Diante das dificuldades do bilionário brasileiro, surgiram
duas linhas de argumentação defendendo um socorro da Viúva. Quase todas vindas
da privataria, outras, do comissariado.
Numa, Eike Batista deve ser amparado para evitar que suas
dificuldades comprometam a imagem do Brasil junto ao mercado de investidores
internacionais.
Ou então ele deve receber alguma proteção para evitar um
risco sistêmico.
O primeiro argumento é uma falsidade. Imagine-se um investidor
americano, em seu escritório de Chicago, recebendo a informação de que o
governo brasileiro amparou o empresário que em 2011 foi listado como o homem
mais rico do país, com US$ 30 bilhões, e anunciou que pretendia ser o primeiro
do mundo. Ele tem grandes empreendimentos, mantém uma Mercedes SLR McLaren
atrás de uma vidraça de sua sala de estar e disputou num programa de televisão
a lingerie que pertencera a sua mulher. Já veio a público defender o seu
direito de emprestar um jatinho para autoridades federais, estaduais e
municipais. Na última campanha do governador Sérgio Cabral, pingou R$ 2
milhões. Noutra, do prefeito Eduardo Paes, botou R$ 500 mil. Ademais, ele tem
patrimônio para oferecer ao mercado. O governo ampararia um empresário que em
2007 criticava a falta de “cultura de risco” de seus pares.

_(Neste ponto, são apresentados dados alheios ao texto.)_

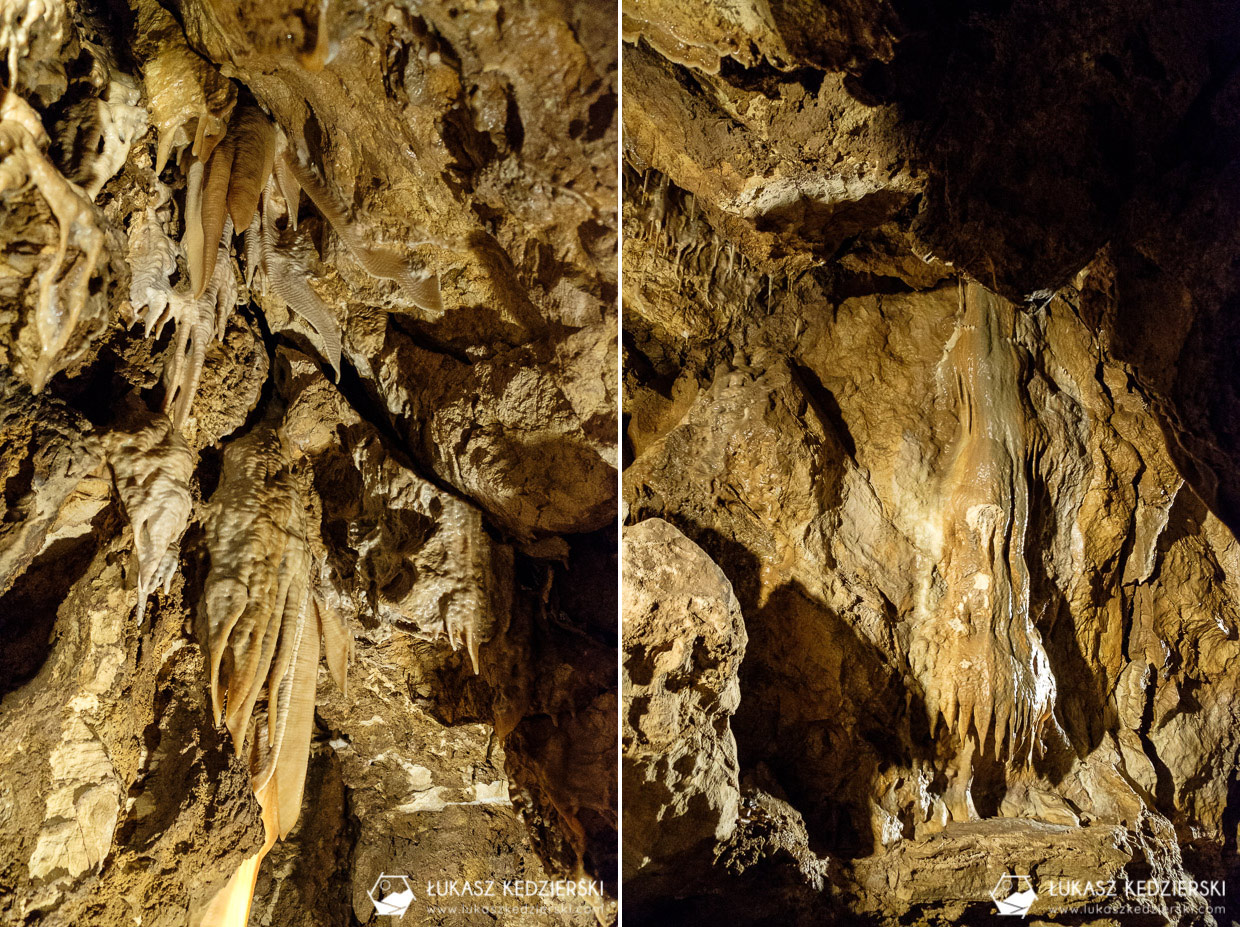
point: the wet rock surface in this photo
(454, 476)
(914, 355)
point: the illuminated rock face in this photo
(306, 347)
(939, 379)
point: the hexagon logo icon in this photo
(1013, 895)
(392, 895)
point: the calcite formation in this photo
(301, 492)
(928, 315)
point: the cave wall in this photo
(451, 459)
(926, 346)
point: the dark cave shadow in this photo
(29, 609)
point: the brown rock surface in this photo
(451, 487)
(685, 640)
(923, 351)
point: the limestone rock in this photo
(685, 640)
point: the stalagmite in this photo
(976, 651)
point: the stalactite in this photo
(977, 652)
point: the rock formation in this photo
(928, 336)
(308, 423)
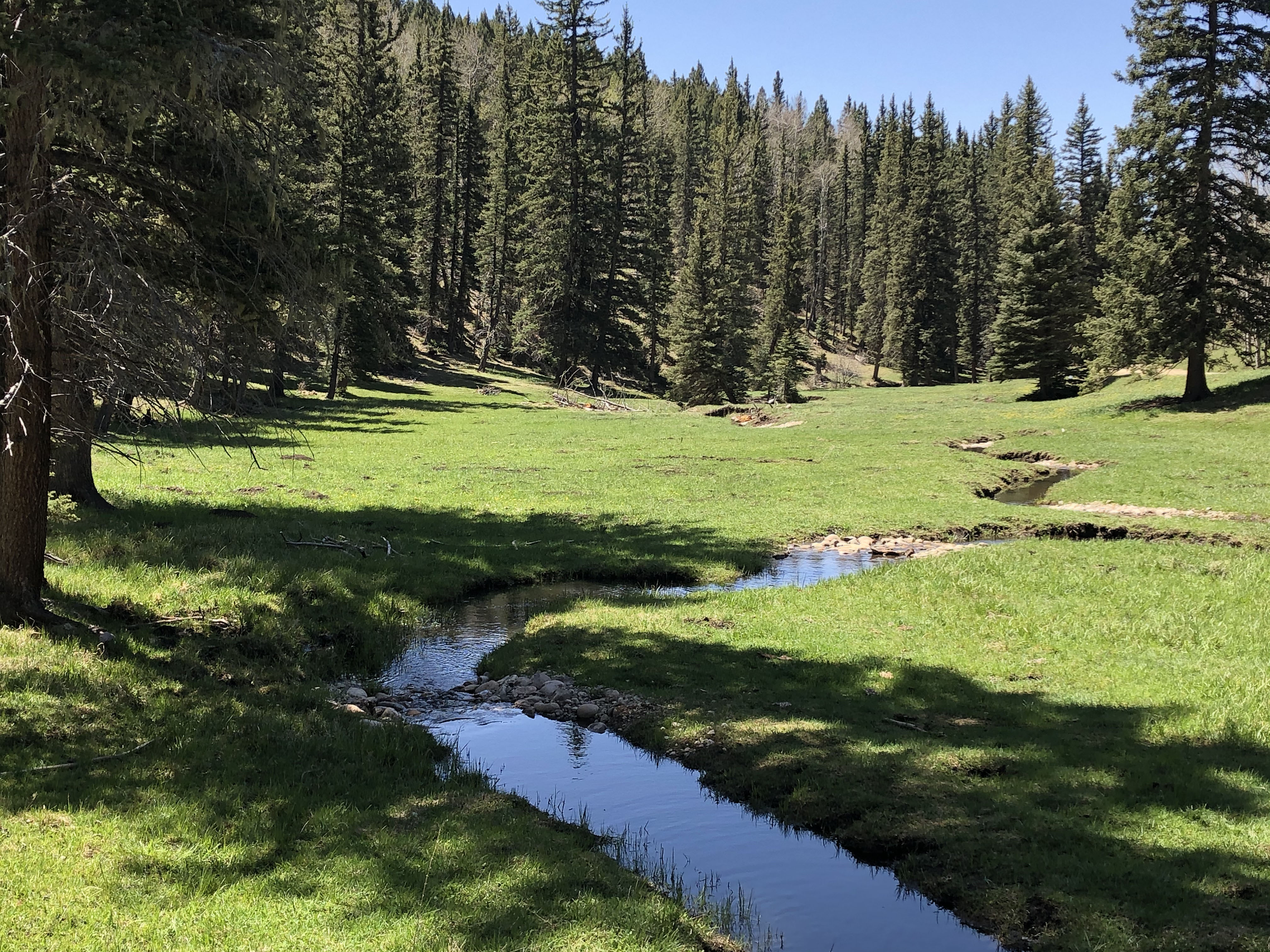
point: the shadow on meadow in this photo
(1233, 397)
(1018, 813)
(249, 803)
(260, 785)
(266, 610)
(376, 411)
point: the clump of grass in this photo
(258, 819)
(1058, 740)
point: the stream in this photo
(1032, 493)
(769, 887)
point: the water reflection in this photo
(1034, 492)
(769, 887)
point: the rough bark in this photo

O sinal que o investidor estrangeiro recebe é o do triunfo,
no Brasil, do capitalismo de compadrio. Ele já viu o fim desse filme na Coreia
em 1997, na Espanha em 2008 e na Grécia em 2010.
O segundo argumento, mencionando um “risco sistêmico”,
merece ser traduzido: trata-se de usar dinheiro da Viúva para blindar bancos
oficiais e privados que emprestaram dinheiro ao grupo EBX, assumindo riscos
maiores que os dos acionistas. Típico resgate do andar de cima. Coisa de pelo
menos R$ 13 bilhões. Uns R$ 8 bilhões saíram do BNDES e da Caixa, que lidam com
recursos públicos. Outros R$ 5 bilhões foram emprestados por banqueiros e fundos
que tinham “cultura de risco”.
Imagine-se a seguinte situação: em 2008, Guido Coutinho
comprou R$ 1,2 milhão de ações da OGX. Nesse mesmo ano, um grande banco
emprestou R$ 120 milhões a uma empresa de Eike Batista. Mais tarde, sem relação
com o investimento que fizera, Guido fez um empréstimo de R$ 1,2 milhão no
mesmo banco que comprou o “risco Eike”. Hoje, o bom Guido está com R$ 150 mil
na sua carteira de ações e, com seu trabalho, tudo paga o que deve ao banco.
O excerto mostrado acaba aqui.